After standing in that line for about 15 minutes and moving approximately a meter - and phoning Shelley to find out that the only other flights would put me in Virginia after the start of the meeting (with little sleep) - desperation set in. I asked another line attendant whether the large bag might actually fit carry-on. She shrugged and said it might, and pointed to a free self-check-in terminal, and said it would not work with less than 30 minutes to the flight, which looked to be in about 31 minutes. So I scurried, pressed a bunch of buttons, and got boarding passes! Next: security.

Up an escalator to find the line extending out of the terminal and across a walkway over the road. Oh well, foiled again. Except I decided to be brave and ask the young man admitting from that line to the machines whether it would be possible make a flight departing in 30 minutes. He shrugged but seemed about to let me in the line when another airport worker called him over. I stood there waiting for him to return, feeling the glare of other passengers in the line on my back and not making eye contact with anyone.

When he returned I politely asked again about chances of making the flight, and he cut me into the head of the line, despite a few comments from others about how they had to make flights soon too. To all them I apologize for my lack of planning and have learned the lesson. So then it's out with the laptop, off with the shoes, try to mentally push bags through the scanner, only to finally get through, and have my bag intercepted because of the unusual panorama head gear inside. Explain that, watch them search the bag by hand and dust it, knock my toothpaste tube onto the floor behind the table, go around to get it, repack the bag, send me on my way.

And what gate now?

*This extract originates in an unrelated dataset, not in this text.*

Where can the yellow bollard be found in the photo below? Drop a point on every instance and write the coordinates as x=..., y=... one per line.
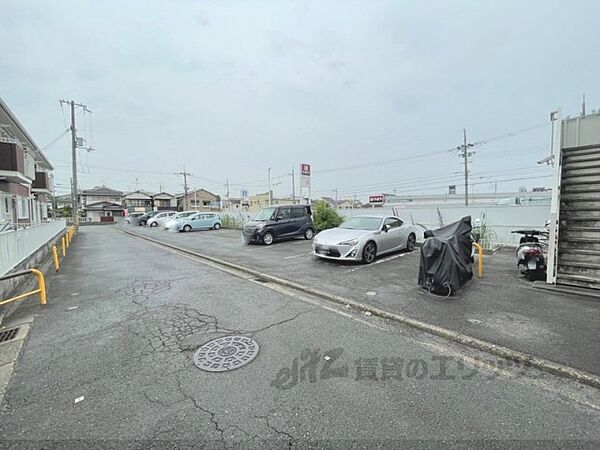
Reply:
x=55, y=257
x=41, y=285
x=479, y=259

Why, *of course* the *furthest* possible one from the security point! I kid you not.

So now it's kind of scurry-trot-fastwalk as much as the baggage permits, in boots not laced well, pulling one bag, heavy shoulder bag and substantial tripod banging hip and shoulder. Hearing my boarding seating area called just on arrival to the gate, I waited a minuted with sweat literally dripping off me onto the floor, then walked on the plane. Sat down, dripped some more perspiration off, heaved a sigh of relief, settled down, and began reading my scintillating book on best practices of email marketing.